Episode 42: Corky Laing

By Dan Michaels

July 8, 2019

Corky Laing started his life in 1948 as the youngest of five siblings in Montreal, Canada. His early bands enjoyed a good local following, opened for many of the popular British invasion acts and, ultimately, got a record deal with Atlantic Records in New York. Through the teenage summers, his band was a regular on the Island of Nantucket, Massachusetts and frequented clubs in New York City. In September 1969, his life changed for good when Mountain happened. There started a few crazy years of rock mayhem. Mountain was followed by West, Bruce and Laing – a super group featuring Leslie West, Jack Bruce and Corky that was destined for greatness, but brought to an untimely end by the darker forces of the music scene. After West, Bruce and Laing, Mountain continued to tour and record on and off. The months and years off left Corky with plenty of time for his own musical explorations and other careers. He released a solo album, almost set up another super group, worked in a driving service and in real estate, had a senior position at Chappell Music and became a vice president of A&R at Polygram, Canada.

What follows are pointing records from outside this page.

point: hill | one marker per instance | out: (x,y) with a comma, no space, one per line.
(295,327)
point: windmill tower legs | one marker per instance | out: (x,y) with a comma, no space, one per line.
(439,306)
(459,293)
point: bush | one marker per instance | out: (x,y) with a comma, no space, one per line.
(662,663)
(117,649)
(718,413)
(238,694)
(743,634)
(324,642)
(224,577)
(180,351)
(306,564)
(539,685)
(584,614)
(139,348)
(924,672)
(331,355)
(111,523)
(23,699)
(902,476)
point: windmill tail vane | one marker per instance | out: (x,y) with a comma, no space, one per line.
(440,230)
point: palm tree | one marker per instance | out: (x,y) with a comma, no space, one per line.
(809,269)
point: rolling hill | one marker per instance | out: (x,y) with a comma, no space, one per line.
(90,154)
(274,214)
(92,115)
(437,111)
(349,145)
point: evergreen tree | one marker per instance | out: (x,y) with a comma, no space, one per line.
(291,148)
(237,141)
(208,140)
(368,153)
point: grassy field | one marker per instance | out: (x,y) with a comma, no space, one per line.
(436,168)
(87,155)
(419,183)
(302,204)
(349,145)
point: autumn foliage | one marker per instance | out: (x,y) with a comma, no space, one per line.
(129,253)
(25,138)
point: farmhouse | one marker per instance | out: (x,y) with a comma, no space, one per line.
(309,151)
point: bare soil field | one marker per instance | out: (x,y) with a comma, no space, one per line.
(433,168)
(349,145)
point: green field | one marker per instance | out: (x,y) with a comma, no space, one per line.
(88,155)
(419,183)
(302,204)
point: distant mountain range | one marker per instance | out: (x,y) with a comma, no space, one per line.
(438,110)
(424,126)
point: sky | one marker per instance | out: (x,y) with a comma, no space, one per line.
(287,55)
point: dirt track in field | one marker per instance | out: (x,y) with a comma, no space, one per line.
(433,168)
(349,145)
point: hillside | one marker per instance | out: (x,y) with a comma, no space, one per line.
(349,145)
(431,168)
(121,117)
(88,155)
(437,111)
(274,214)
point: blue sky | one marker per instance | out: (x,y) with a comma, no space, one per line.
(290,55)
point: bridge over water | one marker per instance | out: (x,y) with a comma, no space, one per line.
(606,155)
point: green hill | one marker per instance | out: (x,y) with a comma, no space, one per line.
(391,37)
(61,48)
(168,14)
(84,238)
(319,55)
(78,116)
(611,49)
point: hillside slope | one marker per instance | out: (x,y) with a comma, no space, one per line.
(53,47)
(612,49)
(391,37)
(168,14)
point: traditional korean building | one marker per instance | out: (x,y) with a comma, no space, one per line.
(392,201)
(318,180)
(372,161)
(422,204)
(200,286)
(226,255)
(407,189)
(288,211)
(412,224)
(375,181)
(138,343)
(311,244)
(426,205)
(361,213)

During his career, Corky has played, written and toured with the who’s who of rock. Keith Moon was a close pal, and Levon Helm, a mentor and friend. Eric Clapton played on his solo album and Tony Williams recommended to Jack Bruce that Corky should be included in West, Bruce and Laing. Corky Laing All Star Show Band included Mick Taylor, Lester Chambers and Meatloaf. Corky has written, among others, with Peter Frampton, Mick Jagger, Ian Hunter, Mick Ronson, and obviously, with Leslie West, Felix Pappalardi and Jack Bruce. At the Lone Star Café in New York, he partied with the likes of Robin Williams and John Belushi.

However, Letters to Sarah (Polite Bystander Productions, 2019) is a rock autobiography with a difference. In addition to the exceptionally honest and endearing voice of Corky chronicling the ups and downs of his life, there are excerpts from dozens of letters (out of the c. 200) that Corky wrote to his mother, Sarah, between the years 1963 and 1997. She had saved them all. The letters were a way for Corky, away on the road for years on end, to keep in touch with his roots and also, to make sense of his life. This continues in Letters to Sarah, as Corky relives the first 50 years of his life, up until his mother’s passing in 1998.

The book opens with a Foreword by the incomparable Kinky Friedman. It was written together with Corky’s manager and partner, Tuija Takala, PhD, who is a widely published academic author and who, initially discovered the letters to Sarah tucked away in a box at Corky’s rehearsal studio.